Originally the local Tswana rulers were left in power, and British administration
was limited to the police force to protect Bechuanaland's borders against other
European colonial ventures. They had very little interest in the territory and left
the Chiefs ruling their people much as they had done before. Matters of foreign
affairs, defence, and court cases involving white people were the responsibility of
the Protectorate Government; the Chiefs were allowed to try cases involving
Africans only.

The northern territory remained under direct administration and is today's


Botswana, while the southern territory became a portion of the Cape Colony and
is now part of the northwest province of South Africa; the majority of Setswana-
speaking people today live in South Africa.
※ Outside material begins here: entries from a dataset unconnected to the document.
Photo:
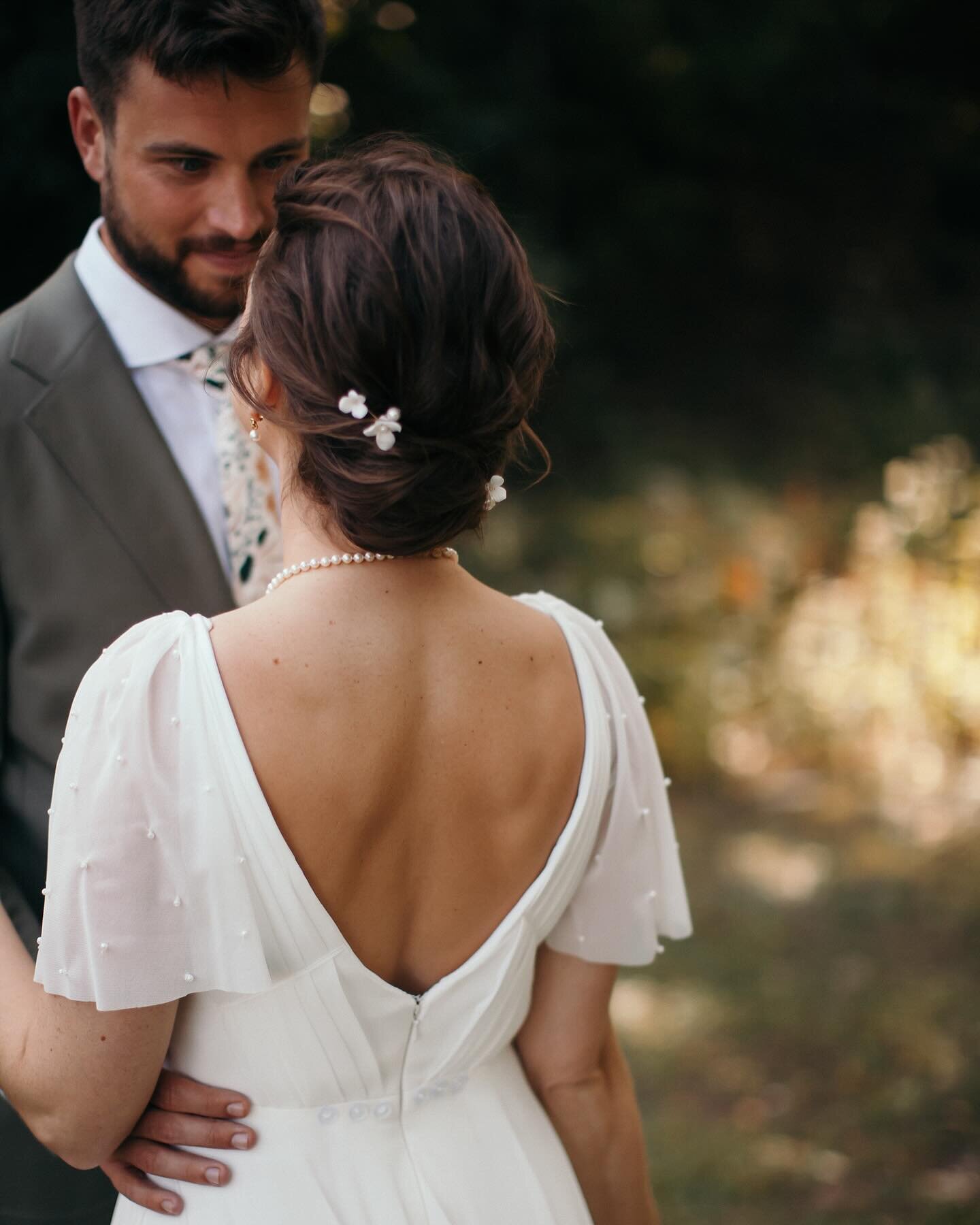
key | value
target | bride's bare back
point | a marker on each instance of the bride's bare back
(419, 739)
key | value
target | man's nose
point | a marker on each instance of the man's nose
(235, 210)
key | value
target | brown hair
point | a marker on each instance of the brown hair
(392, 272)
(185, 39)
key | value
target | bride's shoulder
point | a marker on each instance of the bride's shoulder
(560, 610)
(133, 659)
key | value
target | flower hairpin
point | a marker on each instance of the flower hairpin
(495, 493)
(382, 429)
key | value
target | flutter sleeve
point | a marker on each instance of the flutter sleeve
(145, 898)
(632, 894)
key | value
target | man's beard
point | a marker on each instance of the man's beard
(165, 277)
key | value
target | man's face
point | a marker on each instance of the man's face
(189, 177)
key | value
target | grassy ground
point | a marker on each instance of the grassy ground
(808, 1055)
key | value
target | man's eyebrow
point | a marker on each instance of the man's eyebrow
(178, 148)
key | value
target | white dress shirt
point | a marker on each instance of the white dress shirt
(148, 335)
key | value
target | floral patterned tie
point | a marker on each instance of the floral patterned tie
(251, 517)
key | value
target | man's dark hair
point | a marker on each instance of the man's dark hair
(188, 39)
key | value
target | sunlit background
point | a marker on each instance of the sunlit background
(762, 222)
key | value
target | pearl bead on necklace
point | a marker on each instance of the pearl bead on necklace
(347, 559)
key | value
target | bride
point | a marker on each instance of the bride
(372, 848)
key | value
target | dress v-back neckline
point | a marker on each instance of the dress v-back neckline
(301, 882)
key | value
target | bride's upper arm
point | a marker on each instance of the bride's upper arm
(91, 1073)
(565, 1033)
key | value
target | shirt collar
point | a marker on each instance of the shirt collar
(145, 329)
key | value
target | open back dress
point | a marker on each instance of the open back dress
(168, 879)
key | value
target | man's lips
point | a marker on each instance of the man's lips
(228, 261)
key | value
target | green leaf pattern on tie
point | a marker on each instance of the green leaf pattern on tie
(248, 490)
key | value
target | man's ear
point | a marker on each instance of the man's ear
(88, 133)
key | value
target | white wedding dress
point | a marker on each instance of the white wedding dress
(168, 879)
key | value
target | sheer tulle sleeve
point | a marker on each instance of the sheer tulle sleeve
(632, 892)
(146, 900)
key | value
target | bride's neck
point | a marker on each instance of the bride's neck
(308, 533)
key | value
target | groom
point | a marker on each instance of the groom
(127, 488)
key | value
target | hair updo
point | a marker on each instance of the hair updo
(392, 272)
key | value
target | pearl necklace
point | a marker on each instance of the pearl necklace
(347, 559)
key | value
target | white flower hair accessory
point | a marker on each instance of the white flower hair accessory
(355, 404)
(495, 493)
(382, 429)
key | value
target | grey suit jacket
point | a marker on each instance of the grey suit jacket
(98, 531)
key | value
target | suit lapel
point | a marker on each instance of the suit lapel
(97, 425)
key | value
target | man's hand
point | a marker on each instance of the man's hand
(182, 1111)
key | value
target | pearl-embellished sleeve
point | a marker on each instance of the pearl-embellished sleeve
(145, 898)
(632, 892)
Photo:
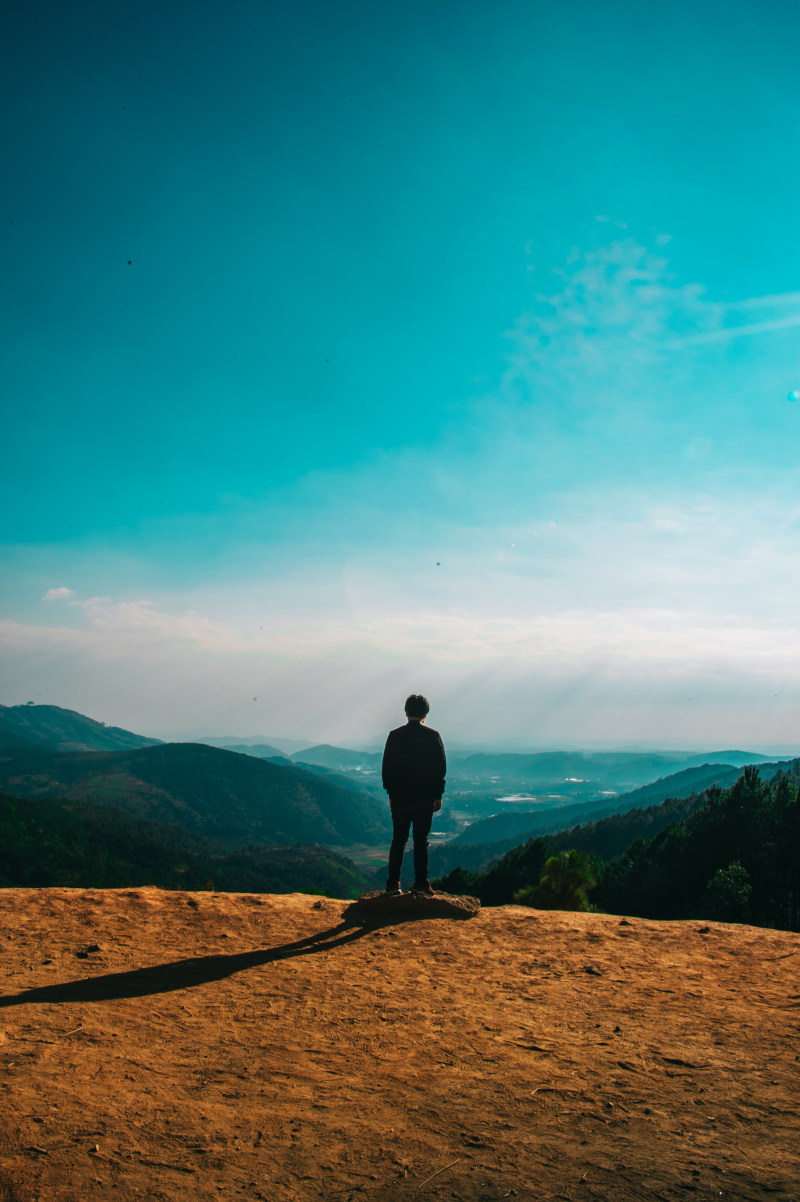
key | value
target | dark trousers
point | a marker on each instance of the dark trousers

Factors that led the British to declare Bechuanaland protectorate

★ Scramble for Africa


★ Strategic position of Bechuanaland
★ Threats to 'the road to the north'
★ Missionary pressure
★ Terms of the Berlin Conference of 1884
Plans to transfer of Bechuanaland Protectorate to British South Africa Company
(BSAC) and the Union of South Africa

The British imperialist, Cecil Rhodes, wanted to bring Botswana under the political
and economic control of his British South Africa Company, which between 1890-
93 had brutally occupied Zimbabwe. During the colonial period various attempts
were made to incorporate Botswana into Rhodes' colony of Southern Rhodesia in
1895, and later into the Union of South Africa. To stop this in 1895 three of the
leading Batswana rulers - Bathoen I, Khama III and Sebele I - went to Britain to
lobby in favor of Botswana remaining a Protectorate. After being told that the
decision to transfer them to Rhodes' Company had already been made, the three
launched a nationwide campaign to bring Botswana’s case before the British
people. With the assistance of London Missionary Church, they drew so much
public support that the British Government changed its mind and agreed to
continue to administer the territory as a Protectorate.